Люди вообще не виноваты, мне кажется. Их накрутили. Они уже никого ни в чем не поддерживают, просто хотят мира. Многие знакомые остались голыми-босыми – они не живут, а выживают. Жена отдала квартиру людям, которым разбили дом. В мою квартиру тоже залетел снаряд. Повезло, что не взорвался. Но потом еще осколки прилетали.
– Донбасс для вас – это же Украина?
– Конечно. Донбасс – это Украина. А как иначе?
– Вы верите, что люди на Донбассе и остальной территории Украины настолько разные, что могут устроить гражданскую войну?
– Не верю. Я приехал из Луцка в Донецк – никто ни разу за все годы не сказал мне даже слова кривого по этому поводу. И наоборот – во Львове меня никто не оскорблял из-за «Шахтера». Даже многие друзья оттуда сейчас звонят, беспокоятся, что «Шахтер» может уехать.
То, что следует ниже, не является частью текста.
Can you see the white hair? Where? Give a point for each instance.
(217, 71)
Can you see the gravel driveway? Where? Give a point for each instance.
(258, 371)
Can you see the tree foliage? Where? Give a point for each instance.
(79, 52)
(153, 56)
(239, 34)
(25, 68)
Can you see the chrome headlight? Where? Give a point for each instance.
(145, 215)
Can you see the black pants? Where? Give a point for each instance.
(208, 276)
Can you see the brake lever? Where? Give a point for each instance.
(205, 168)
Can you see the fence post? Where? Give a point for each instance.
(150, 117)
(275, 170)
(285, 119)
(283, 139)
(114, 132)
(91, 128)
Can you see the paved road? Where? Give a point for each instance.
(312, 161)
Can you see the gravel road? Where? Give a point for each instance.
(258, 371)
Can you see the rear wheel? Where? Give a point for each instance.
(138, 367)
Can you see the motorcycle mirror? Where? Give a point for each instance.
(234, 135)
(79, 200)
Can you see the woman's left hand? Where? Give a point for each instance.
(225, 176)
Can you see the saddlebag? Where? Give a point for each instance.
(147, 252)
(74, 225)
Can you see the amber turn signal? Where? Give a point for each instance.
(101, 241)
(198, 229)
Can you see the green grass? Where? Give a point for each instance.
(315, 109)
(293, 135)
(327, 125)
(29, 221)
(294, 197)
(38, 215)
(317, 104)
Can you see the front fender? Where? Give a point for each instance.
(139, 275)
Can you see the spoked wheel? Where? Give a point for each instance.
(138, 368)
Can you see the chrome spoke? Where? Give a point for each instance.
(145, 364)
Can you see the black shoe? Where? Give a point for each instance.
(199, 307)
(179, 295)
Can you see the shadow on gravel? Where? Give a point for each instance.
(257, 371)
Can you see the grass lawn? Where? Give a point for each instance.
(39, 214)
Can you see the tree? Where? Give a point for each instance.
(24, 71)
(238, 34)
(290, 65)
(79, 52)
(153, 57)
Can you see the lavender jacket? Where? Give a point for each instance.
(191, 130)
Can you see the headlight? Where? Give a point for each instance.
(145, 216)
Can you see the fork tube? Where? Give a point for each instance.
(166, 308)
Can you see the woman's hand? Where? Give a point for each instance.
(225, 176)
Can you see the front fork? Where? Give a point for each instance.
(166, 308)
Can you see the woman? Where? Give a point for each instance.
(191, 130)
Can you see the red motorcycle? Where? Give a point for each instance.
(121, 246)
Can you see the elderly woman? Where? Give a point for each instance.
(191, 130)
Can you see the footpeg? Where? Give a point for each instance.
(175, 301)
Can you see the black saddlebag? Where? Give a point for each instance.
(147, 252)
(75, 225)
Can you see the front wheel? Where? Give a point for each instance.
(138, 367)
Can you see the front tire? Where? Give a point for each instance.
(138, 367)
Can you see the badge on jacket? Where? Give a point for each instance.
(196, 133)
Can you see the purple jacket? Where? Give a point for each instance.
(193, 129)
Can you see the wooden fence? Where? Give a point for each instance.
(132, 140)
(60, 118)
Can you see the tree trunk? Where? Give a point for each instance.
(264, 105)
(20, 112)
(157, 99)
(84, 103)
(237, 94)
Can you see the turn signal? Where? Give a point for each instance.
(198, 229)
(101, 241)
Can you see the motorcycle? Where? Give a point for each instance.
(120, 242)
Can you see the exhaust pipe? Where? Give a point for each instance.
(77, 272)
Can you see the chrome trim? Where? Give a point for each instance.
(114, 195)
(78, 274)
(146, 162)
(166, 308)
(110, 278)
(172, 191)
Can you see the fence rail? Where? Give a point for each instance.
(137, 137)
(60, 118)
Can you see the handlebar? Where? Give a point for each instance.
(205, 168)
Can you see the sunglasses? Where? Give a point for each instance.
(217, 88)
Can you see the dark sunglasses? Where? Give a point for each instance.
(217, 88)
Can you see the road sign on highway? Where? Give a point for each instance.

– Алексей Мочанов рассказывал, что вы помогали ему материально в волонтерской работе на фронт. Правда?
– Я помогаю детям и людям, которым нечего кушать или нужна медицинская помощь. Я впервые об этом говорю – никогда не афишировал, не люблю это. Некоторые три копейки дают – и кричат об этом на весь мир, пиар-акции устраивают. Это цирк какой-то, а не помощь.